Bright House Networks recently wrote the City of Tampa asking to cancel a $4.7 million dollar payment to the city and to reduce the number of channels provided for access from six to three. According to Bright House, this “gift” would allow them to offer subscribers 30 more channels with broader appeal such as BET and C-Span. They also offered to change the bill so the subscribers could see how much money goes to the city and not into their own pockets.

Their generosity doesn’t end there. They have a special “Community Partners Program” and every quarter they pick a nonprofit organization for which they create 30 second video “salutes.” Then there’s the Airtime Grant program valued at $10,000 to $25,000 in “advertising” for 501 (c)3’s.
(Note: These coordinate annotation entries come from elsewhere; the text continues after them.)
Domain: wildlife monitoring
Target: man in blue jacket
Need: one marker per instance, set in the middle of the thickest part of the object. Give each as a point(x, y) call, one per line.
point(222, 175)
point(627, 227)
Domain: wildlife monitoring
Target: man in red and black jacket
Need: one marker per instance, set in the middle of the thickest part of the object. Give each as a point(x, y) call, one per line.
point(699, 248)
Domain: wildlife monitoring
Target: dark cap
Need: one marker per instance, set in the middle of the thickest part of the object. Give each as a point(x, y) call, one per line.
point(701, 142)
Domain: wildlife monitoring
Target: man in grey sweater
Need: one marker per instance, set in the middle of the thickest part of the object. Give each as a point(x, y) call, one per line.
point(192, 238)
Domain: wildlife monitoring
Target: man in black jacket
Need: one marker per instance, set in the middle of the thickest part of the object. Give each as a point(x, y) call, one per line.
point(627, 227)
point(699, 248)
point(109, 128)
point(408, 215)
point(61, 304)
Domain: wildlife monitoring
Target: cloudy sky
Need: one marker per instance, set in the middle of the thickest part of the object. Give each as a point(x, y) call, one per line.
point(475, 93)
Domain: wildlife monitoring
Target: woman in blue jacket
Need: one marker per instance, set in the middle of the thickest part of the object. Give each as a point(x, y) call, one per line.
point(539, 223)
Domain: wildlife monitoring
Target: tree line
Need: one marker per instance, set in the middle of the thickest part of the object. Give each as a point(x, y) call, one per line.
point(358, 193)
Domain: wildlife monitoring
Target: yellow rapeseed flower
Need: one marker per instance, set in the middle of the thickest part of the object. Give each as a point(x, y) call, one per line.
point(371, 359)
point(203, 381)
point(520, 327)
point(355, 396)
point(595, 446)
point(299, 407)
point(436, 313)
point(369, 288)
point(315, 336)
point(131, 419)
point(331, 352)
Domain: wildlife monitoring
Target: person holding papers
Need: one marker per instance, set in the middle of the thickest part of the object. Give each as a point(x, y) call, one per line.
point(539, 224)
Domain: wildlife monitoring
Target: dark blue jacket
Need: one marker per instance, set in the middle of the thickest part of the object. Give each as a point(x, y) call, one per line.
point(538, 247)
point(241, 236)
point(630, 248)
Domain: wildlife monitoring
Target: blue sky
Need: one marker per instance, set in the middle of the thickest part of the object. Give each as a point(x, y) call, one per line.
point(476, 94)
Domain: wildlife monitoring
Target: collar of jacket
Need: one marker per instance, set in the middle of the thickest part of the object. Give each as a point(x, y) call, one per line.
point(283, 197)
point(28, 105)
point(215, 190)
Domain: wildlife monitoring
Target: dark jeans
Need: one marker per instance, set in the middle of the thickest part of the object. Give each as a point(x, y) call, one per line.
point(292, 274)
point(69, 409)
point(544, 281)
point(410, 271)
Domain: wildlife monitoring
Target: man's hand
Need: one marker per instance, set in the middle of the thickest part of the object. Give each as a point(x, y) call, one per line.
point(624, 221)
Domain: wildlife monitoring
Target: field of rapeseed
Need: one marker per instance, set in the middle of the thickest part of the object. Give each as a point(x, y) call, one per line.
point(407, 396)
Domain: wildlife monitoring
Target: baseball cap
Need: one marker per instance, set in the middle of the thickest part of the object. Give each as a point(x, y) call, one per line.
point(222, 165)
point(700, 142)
I guess the Airtime Grant program is the Community Partners Program on steroids. But it’s what we in the business used to call PSA’s. Remember PSA’s? That’s when television and radio operators used to take dead air time that they couldn’t sell and throw in a nonprofit message. Seems there was some notion at some point in the dusty past, that service to the community through things like PSA’s were a natural obligation of those who were granted broadcast licenses or access to Rights of Way.

I can see why Tampa would cancel a $4.7 million obligation and turn back three access channels to Bright House, after all, Bright House is giving, out of the generosity of their souls, 30 second salutes and up to a whopping $25,000 in FREE airtime to needy nonprofits! Now the access channels will give nonprofits thirty minutes to an hour every week or even five or six times a week, but hey, let’s not mince the distinction.

It’s the Cherry Blossom Festival or the stadiums or the rodeo or the Chamber of Commerce picnic or the reading program or the sending of employees to paint playground equipment. It’s the “what we’ve done for your community.” They’re keeping a list and checking it twice so you better not be naughty you better be nice.

Meanwhile cities and counties get side-winded by these good corporate citizens. The ops gifts equal $500 or maybe even $50,000 but they want $4.7 million in return. Kind of like my old neighbor, “Here’s a cake now can you give me $100?”

My advice to the City of Tampa is to do what I did, stop answering the phone and the door and eventually they’ll go away. At the very least make darn sure you give back the bassinette, trust me on this, baby doesn’t need it anymore.


"Brighthouse Seeks New Deal" Tampa Tribune, September 27, 2005.